Journalists threatened despite new protection measures
Threats against journalists in Kosovo remain a concerning problem, despite new protection measures enacted by the State Prosecutor in March 2017. The Association of Journalists of Kosovo recorded seven cases of harassment against journalists between March and May 2017, including property damage, intimidation and death threats.
- On 11th April, Musa Mustafa, Albanian journalist and founder of news website Infojeta.net, received death threats over text. The SMS referenced his recent reports on Serbian parallel police structures in northern Kosovo, and threatened to kill Mustafa and his family should he continue to report "against Serbs".
- On 13th May, Arbana Xharra, former editor of Zeri - a leading newspaper in Pristina, was attacked and severely beaten in a parking lot near her apartment. The attack followed Xarra’s announcement that she would be joining the Democratic Party of Kosovo (PDK), Kosovo’s largest political party. Xarra had received death threats and been harassed for months prior to the attack.
After pressure from a number of civil society groups in Kosovo, including the Association of Journalists of Kosovo, the Justice Ministry withdrew two proposed amendments to the Criminal Code. The draft amendments on defamation sought to limit freedom of expression and media freedoms by criminalising the act of "expressing contempt" for the Republic of Kosovo, as well as its anthem, President, Parliament and Constitutional Court. Defamation charges under the proposed amendments were punishable with fines and prison sentences.
Ahead of Kosovo’s parliamentary election on 11th June 2017, Chief EU Observer Alojz Peterle released a statement calling on parties to restrain from intimidation tactics and media interference. Peterle’s statement read:
“The media plays an essential role in fostering the public debate on the different political alternatives. Reported attempts by political parties to interfere and impose conditions on access to election debates are resulting in difficulties for media in organizing fair and inclusive debates in line with the law, to the detriment of the electorate”.
On 5th May, activists clashed with police during a protest in front of government buildings in Pristina. Police dispersed the crowd using tear gas after protesters started spraying graffiti on government vehicles.The protesters gathered to petition the government to bring to justice those responsible for the death of Astrit Dehari, a Vetevendosje activist who died in prison in November 2016. Following Dehari's death, activists organised actions and protests in a campaign to demand #JusticeforAstritDehari.
Jemi ne shesh duke shenuar Diten Kombetare te Personave te Pagjetur - 27 Prilli. pic.twitter.com/0baeCZYVPz— YIHR Kosovo (@YIHRKosovo) April 27, 2017
Several other protests took place recently in Kosovo with no reports of violence or interference from authorities, and were widely covered in the media.
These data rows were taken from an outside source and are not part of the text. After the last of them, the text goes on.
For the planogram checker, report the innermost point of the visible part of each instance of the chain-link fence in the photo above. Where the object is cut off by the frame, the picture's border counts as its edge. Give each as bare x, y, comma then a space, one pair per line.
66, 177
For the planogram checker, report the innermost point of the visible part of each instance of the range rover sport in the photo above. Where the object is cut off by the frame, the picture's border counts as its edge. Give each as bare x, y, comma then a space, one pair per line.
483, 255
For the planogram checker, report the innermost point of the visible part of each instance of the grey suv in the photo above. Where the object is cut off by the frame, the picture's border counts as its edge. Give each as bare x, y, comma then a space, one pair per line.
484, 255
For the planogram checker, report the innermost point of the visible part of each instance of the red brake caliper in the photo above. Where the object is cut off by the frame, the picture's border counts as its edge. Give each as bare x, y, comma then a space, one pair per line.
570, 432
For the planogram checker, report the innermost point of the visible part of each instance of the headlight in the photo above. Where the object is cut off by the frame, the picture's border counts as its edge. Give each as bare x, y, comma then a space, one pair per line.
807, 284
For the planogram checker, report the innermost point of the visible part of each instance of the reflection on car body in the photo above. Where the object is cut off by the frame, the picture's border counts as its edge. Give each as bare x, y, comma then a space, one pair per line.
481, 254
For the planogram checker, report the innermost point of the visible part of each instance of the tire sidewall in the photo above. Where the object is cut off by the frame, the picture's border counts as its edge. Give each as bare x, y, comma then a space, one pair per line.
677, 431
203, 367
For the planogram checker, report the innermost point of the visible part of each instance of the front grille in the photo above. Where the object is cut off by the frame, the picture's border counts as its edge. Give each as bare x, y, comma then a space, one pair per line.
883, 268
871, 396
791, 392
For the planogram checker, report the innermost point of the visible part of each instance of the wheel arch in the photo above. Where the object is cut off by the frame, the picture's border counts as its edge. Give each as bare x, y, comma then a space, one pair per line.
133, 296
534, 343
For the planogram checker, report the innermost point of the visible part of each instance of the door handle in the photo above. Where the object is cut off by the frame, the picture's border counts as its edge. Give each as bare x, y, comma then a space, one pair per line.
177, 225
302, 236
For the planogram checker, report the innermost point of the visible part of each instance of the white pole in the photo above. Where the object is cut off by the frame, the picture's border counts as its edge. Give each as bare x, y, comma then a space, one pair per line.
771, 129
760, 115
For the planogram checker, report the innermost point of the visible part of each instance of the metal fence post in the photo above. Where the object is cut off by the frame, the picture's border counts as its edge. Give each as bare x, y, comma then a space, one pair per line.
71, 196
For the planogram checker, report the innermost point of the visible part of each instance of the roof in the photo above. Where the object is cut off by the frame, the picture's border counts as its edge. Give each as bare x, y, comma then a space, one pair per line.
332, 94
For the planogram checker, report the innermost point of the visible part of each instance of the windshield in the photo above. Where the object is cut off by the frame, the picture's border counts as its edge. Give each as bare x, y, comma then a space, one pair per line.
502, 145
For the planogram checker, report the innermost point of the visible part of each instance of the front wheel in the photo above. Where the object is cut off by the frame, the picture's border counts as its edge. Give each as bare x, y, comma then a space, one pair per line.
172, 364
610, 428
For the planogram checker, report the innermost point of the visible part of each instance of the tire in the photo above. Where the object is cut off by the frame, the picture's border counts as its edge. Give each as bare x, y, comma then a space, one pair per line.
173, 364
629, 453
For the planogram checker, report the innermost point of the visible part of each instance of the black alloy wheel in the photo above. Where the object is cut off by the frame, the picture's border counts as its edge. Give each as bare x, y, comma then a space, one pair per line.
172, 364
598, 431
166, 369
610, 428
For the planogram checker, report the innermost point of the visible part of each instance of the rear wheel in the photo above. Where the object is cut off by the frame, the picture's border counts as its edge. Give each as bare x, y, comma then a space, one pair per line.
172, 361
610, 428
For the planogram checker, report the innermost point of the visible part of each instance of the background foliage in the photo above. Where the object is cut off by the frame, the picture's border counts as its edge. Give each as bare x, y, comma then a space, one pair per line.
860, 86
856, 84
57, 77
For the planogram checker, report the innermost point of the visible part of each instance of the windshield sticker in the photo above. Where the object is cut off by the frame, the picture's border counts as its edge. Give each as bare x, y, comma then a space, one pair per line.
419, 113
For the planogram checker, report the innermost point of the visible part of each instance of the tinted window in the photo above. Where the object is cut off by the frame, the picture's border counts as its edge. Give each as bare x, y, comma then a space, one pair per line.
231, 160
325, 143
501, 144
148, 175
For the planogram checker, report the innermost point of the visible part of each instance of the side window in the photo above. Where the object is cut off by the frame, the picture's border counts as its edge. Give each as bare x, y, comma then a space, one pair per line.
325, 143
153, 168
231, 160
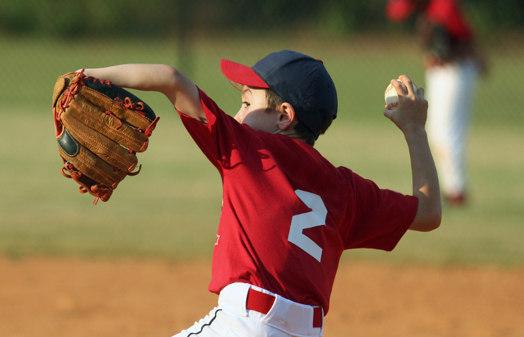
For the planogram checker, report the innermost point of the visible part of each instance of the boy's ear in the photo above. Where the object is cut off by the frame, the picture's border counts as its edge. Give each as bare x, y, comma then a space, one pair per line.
286, 117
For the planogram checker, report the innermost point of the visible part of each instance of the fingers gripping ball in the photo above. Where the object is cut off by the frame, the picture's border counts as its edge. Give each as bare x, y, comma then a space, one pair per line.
99, 127
391, 96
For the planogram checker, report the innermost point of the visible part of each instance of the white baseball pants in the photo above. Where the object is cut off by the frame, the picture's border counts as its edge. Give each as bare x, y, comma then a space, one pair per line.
449, 90
232, 318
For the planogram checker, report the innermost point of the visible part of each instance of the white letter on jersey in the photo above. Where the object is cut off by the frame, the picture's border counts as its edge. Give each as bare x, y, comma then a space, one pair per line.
317, 217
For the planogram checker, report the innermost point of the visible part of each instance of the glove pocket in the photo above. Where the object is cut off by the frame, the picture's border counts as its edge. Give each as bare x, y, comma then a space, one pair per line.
93, 167
108, 124
128, 109
100, 145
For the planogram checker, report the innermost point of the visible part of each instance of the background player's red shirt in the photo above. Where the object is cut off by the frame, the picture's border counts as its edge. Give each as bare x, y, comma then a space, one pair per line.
443, 12
288, 213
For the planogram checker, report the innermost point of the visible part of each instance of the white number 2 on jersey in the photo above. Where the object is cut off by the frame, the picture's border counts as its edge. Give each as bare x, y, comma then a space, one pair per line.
317, 217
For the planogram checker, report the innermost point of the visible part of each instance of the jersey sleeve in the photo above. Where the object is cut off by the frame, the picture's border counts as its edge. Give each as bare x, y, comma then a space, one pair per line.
378, 218
221, 139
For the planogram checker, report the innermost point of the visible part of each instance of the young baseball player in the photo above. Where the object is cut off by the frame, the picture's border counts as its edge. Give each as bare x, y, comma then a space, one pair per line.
288, 213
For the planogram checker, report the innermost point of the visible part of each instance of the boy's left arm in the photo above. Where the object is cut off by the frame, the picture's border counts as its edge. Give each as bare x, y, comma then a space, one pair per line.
179, 89
410, 118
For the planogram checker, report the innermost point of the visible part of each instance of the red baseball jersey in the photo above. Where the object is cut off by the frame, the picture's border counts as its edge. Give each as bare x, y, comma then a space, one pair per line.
288, 213
443, 12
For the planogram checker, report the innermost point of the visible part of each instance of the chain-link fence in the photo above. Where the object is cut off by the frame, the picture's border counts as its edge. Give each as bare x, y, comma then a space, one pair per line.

- The youth-led civil society organisation Nisma Ime organised a symbolic action on 27th April to commemorate the National Day of Missing Persons, and to bring attention to the 1,600 people still considered missing in Kosovo
- The Union of Private Sector, the New Union of Kosovo Energy Corporation and the Students’ Union held demonstrations in Pristina, Gjilan and Ferizaj on 1st May, Workers' Day. Protest demands included raising of minimum wage, as well as payment for interns.
- Specialist doctors protested against the cancellation of job vacancies by the Ministry of Health on 2nd May. Kadri Veseli, speaker of the Kosovo Parliament, invited the doctors to meet and discuss a solution.
- The Kosovo Association of Journalists, Kosovo Council of Written Media and other civil society groups commemorated World Press Freedom Day on 3rd May, with an organised march. Participants marched with banners displaying the slogan - “Fol, mos u tut" (Speak, do not be afraid).